I first encountered Helen Oyeyemi’s writing when she was included in Granta’s 2013 Best of Young British Novelists. There was an extract of Boy, Snow, Bird in the book, and I liked Oyeyemi’s writing style and enjoyed what I read of her latest novel.
Boy, Snow, Bird is a well-written, intricate novel that deals with varied and difficult subjects, yet I have mixed feelings about the book. The novel starts with 20 year old Boy who lives with her cruel, abusive father. She dreams of escaping, and one day she does so, taking a bus to its furthest destination – Flax Hill, in Massachusetts. Once there she meets, and later marries, Arturo Whitman, becoming a mother to his daughter, Snow. The book explores the relationship between Boy, Snow, and Boy’s own daughter Bird. There’s not much more I can say without spoiling the book, but I think that it’s one of those novels that benefits from knowing little about the plot before reading.
The book has been described as a modern retelling of Snow White, which I’m not entirely convinced by, but there is a definite fairytale quality to the novel. While the book is set in the 1950’s it didn’t feel rooted to a particular time period and felt almost timeless, adding to its fairytale-like quality. The characters also add to this atmosphere – there’s Boy’s cruel father, and Boy’s stepdaughter Snow who is an intriguing and mysterious character. She has an eerie effect on the novel, and on those around her, and it’s fascinating to watch. It is perhaps because of this fairytale-like quality that some of the characters feel a little like sketches – the female characters seem more fully formed than the male ones – yet, the characters’ mysteriousness adds to the overall feel of the novel.
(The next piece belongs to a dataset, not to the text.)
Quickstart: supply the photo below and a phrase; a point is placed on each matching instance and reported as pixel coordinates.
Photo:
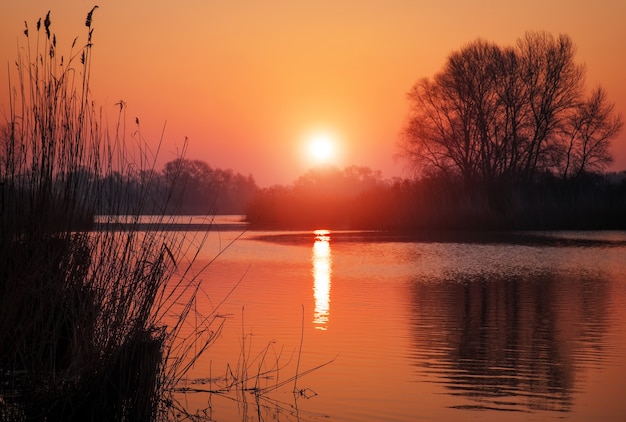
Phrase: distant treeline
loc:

Boy, Snow, Bird tackles many subjects and themes throughout. It’s about identity and secret identity – the difference between one self and the other – gender and womanhood, race, mothers and daughters, and mirrors and how we perceive ourselves. It’s a thought provoking read, and one I’m continuing to think about even though I’ve since moved on to other books, partly because I’m not sure if I still fully understand what it all means.
This brings me to a revelation that comes right at the end of the book. While I won’t say what this is, it completely threw me and I couldn’t see how it fitted with the story that had come before. Instead of the plot concluding and drawing to a close, it morphed into something else entirely. Perhaps it fits thematically, but it felt wrong for the book – it felt tacked on, a way to end the story. I wanted this scene to be placed further back in the story so it could be explored more, because there’s plenty left to be said. Sadly, the ending completely changed the book for me and my feelings about it unfortunately overshadow the rest of the novel.
Oyeyemi has a lovely writing style, and there are wonderful descriptions and poignant phrases throughout the book. I’d be interested in reading some of her earlier novels (Boy, Snow, Bird is her fifth) because, while I enjoyed this novel, it slightly fell short of how good I think it could have been and the ending in particular didn’t sit quite right with me.
Have you read Boy, Snow, Bird? What did you think? Have you read any other of Helen Oyeyemi’s novels that you could recommend?